ENDA would be seen as an extension of the laws on civil rights; it would bring an extension of the federal power over hiring and firing in private firms; and it would bring into play the same apparatus of legal remedies applied by the federal courts. And so, while the backers of the bill insisted that there would be no quotas for the hiring of homosexuals, Orrin Hatch pointed out that the courts would apply the same remedies they applied in cases of racial discrimination. If a company is found at fault in its pattern of hiring, it will be compelled then by a court to show its good faith by setting out a plan to hire more members of the victimized class. In this case, it would mean the explicit hiring of gays and lesbians by order of the court. As Hatch observed, the claim that this bill would not produce a system of favoritism in hiring for homosexuals would be as empty as the avowals made by Hubert Humphrey that the Civil Rights Act of 1964 could never produce a system of hiring on the basis of race.

Homosexuals who decline to listen to the good advice of those who genuinely care about them ultimately pay the consequences for this "choice". However, when they enter the public square and attempt to get the blessing of society for this "choice" they must recognize that they will be opposed in an uncompromising fashion by those who see a lie for what it is.

A civilized society, while not downgrading individual people, must "discriminate" in favor of health over disease, right over wrong, moral over immoral, discriminate use of sexuality over indiscriminate sexual expression. The death and dying statistics speak to the consequences of nondiscrimination in this context.

Traditional minority status has always been reserved for skin color and ethnicity which CAN'T be changed as opposed to behavior which CAN. Civil rights laws arose from the disadvantaged status of the former group in regard to the ignorance of their inalienable rights defined under the founding documents of this country. Given the inordinate influence of the latter group relative to their size in relation to the total population, i.e., their considerably higher than norm average salaries, influence at all levels of government and in the media, one would be hard pressed to equate them with disenfranchised minorities of color and ethnicity in a historical context.
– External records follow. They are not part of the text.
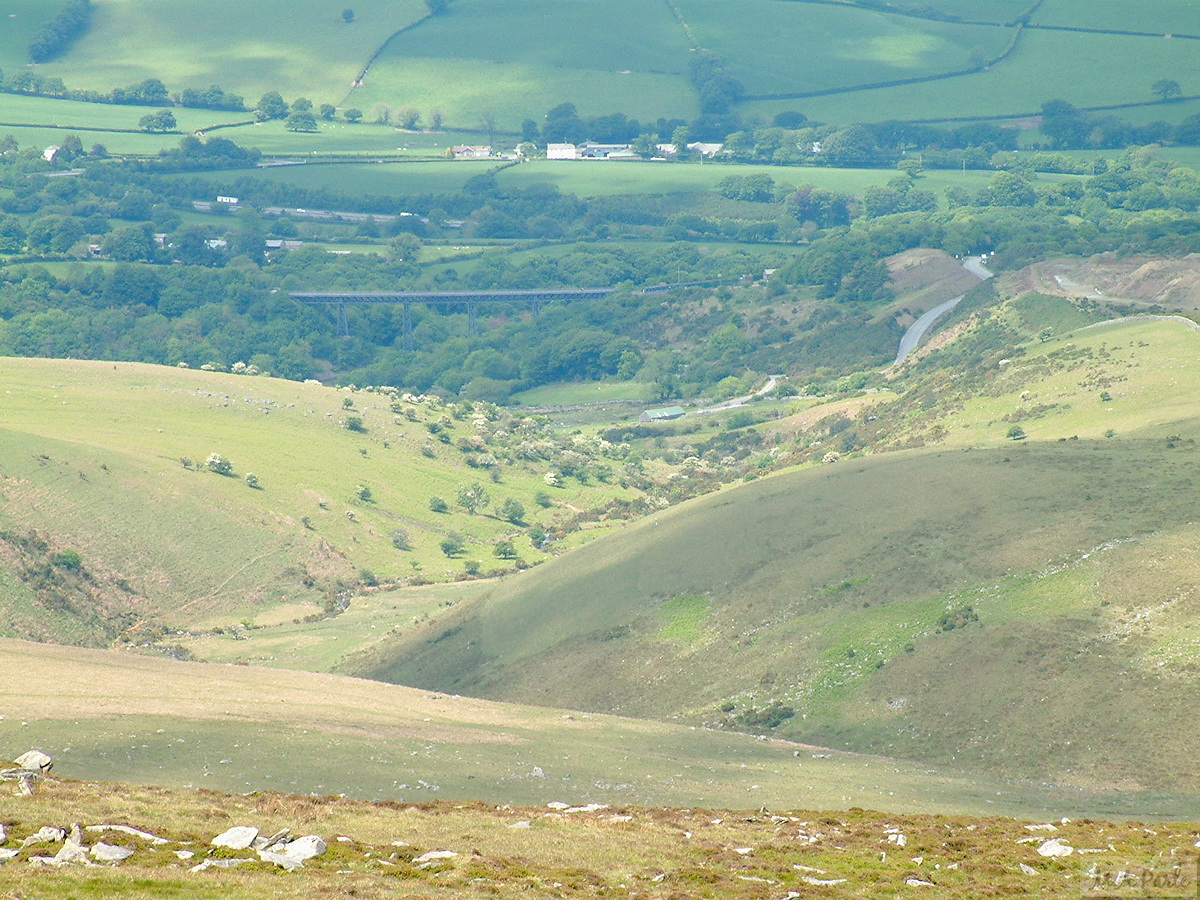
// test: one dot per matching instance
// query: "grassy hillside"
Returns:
(297, 48)
(177, 544)
(109, 715)
(821, 59)
(970, 605)
(514, 851)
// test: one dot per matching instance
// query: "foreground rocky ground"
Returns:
(82, 839)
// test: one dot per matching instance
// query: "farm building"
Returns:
(592, 150)
(468, 151)
(661, 415)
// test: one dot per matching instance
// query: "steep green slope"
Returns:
(973, 606)
(109, 461)
(297, 48)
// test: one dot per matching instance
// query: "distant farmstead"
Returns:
(661, 415)
(562, 151)
(472, 151)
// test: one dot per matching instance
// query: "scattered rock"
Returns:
(127, 829)
(1055, 847)
(35, 760)
(268, 843)
(433, 857)
(46, 834)
(280, 859)
(306, 847)
(109, 852)
(72, 850)
(237, 838)
(220, 864)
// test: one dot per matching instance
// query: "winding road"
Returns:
(921, 327)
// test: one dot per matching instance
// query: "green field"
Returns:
(551, 53)
(787, 47)
(1047, 65)
(589, 178)
(298, 48)
(1162, 17)
(827, 586)
(81, 436)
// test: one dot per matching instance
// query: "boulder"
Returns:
(219, 864)
(281, 859)
(263, 843)
(46, 834)
(129, 831)
(1055, 847)
(433, 857)
(237, 838)
(306, 847)
(35, 760)
(109, 852)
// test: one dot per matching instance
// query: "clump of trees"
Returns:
(57, 35)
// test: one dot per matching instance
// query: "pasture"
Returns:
(1163, 16)
(784, 47)
(587, 178)
(829, 591)
(1047, 65)
(87, 435)
(550, 54)
(295, 48)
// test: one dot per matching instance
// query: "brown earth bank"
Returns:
(1173, 283)
(474, 850)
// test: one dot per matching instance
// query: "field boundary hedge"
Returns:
(898, 82)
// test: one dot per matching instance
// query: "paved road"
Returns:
(738, 401)
(921, 327)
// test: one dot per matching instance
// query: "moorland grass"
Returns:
(118, 715)
(515, 851)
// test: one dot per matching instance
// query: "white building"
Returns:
(562, 151)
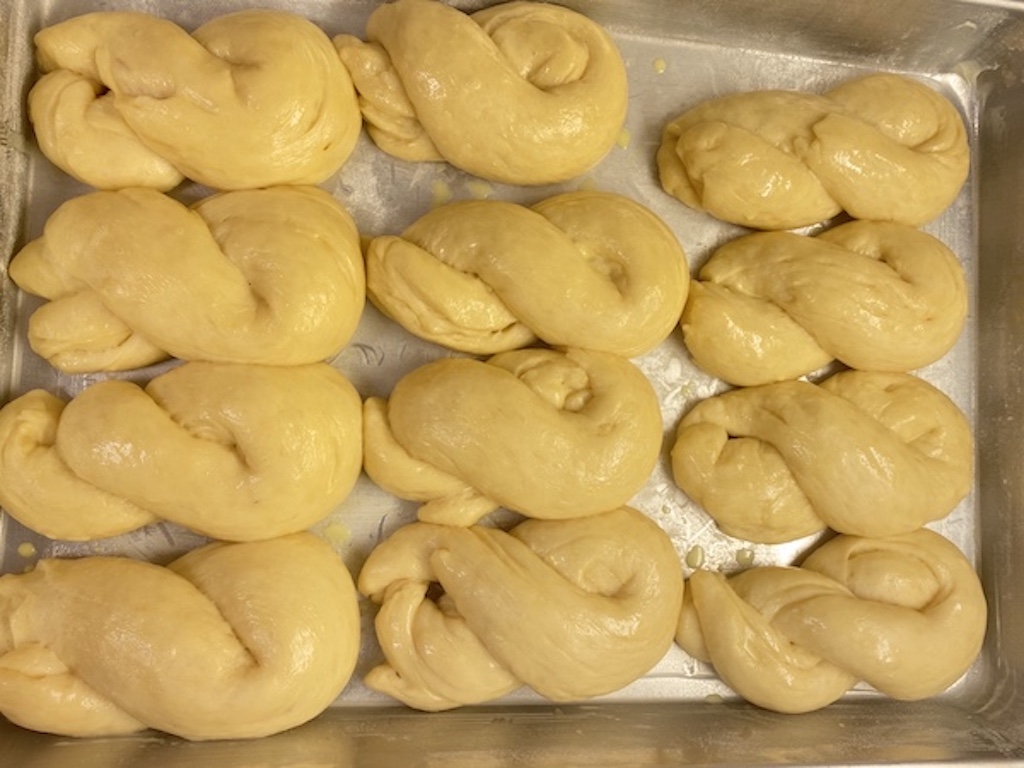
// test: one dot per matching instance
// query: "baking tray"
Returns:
(677, 53)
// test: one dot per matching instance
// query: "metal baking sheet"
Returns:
(677, 54)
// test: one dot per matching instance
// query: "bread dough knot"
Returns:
(584, 269)
(863, 453)
(231, 452)
(606, 616)
(521, 92)
(550, 434)
(904, 613)
(214, 645)
(881, 146)
(252, 98)
(877, 296)
(264, 275)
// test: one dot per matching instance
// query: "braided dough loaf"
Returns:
(132, 276)
(231, 452)
(864, 453)
(584, 269)
(904, 613)
(881, 146)
(521, 92)
(253, 98)
(546, 433)
(877, 296)
(610, 585)
(215, 645)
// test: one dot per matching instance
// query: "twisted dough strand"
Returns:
(607, 615)
(583, 269)
(881, 146)
(215, 645)
(904, 613)
(545, 433)
(877, 296)
(231, 452)
(550, 82)
(253, 98)
(132, 276)
(864, 453)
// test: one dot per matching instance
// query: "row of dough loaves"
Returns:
(258, 97)
(790, 639)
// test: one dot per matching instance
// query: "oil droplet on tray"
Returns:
(440, 193)
(27, 549)
(479, 189)
(336, 535)
(694, 558)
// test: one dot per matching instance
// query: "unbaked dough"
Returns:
(550, 434)
(585, 269)
(520, 92)
(229, 641)
(877, 296)
(905, 613)
(265, 275)
(573, 608)
(230, 452)
(881, 146)
(252, 98)
(865, 453)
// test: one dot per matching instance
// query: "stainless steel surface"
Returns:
(677, 52)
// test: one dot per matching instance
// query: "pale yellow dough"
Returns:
(864, 453)
(877, 296)
(252, 98)
(265, 275)
(229, 641)
(585, 269)
(904, 613)
(231, 452)
(572, 608)
(881, 146)
(546, 433)
(520, 92)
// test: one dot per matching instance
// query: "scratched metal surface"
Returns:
(672, 62)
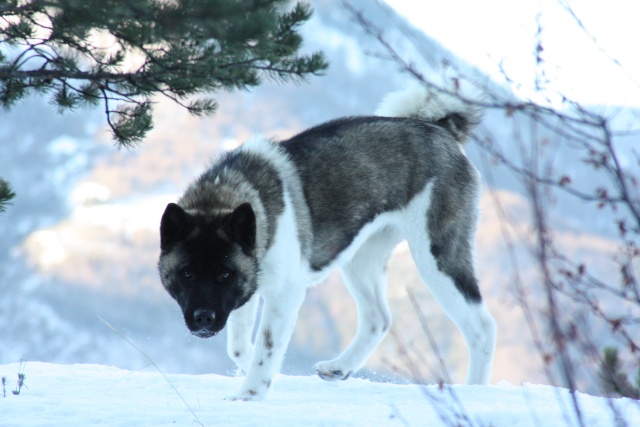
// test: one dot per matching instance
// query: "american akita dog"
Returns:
(269, 219)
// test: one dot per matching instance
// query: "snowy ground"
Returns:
(86, 395)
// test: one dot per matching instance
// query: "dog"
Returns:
(269, 219)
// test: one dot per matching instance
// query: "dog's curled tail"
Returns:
(450, 103)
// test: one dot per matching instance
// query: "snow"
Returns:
(88, 395)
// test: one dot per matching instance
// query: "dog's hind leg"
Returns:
(239, 333)
(442, 251)
(365, 279)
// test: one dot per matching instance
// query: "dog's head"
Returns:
(208, 264)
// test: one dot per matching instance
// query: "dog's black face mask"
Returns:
(207, 264)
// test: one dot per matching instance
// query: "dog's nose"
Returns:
(204, 318)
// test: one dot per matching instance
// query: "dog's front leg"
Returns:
(240, 330)
(278, 319)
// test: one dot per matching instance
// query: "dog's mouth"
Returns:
(204, 323)
(204, 333)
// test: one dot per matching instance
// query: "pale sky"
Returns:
(487, 32)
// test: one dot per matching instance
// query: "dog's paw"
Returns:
(246, 396)
(330, 372)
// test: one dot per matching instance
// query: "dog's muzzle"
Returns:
(203, 323)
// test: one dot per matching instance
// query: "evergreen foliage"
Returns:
(6, 194)
(118, 54)
(613, 380)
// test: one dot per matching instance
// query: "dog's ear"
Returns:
(240, 226)
(175, 225)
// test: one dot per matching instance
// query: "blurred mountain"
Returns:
(81, 239)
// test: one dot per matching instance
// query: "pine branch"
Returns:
(185, 48)
(6, 195)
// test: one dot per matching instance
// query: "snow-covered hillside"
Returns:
(86, 395)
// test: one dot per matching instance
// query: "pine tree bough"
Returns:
(119, 54)
(6, 194)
No one is infringing upon the basic civil rights of heterosexuals with homosexual tendencies. But this group expects everything to be on their terms. No one is denying their presence in society. What is being denied is the propagandizing of their lifestyle as normal. If it was the norm, the human race would have died out long before sexual orientation would have been confused with civil rights. Nations would have been unable to reproduce themselves.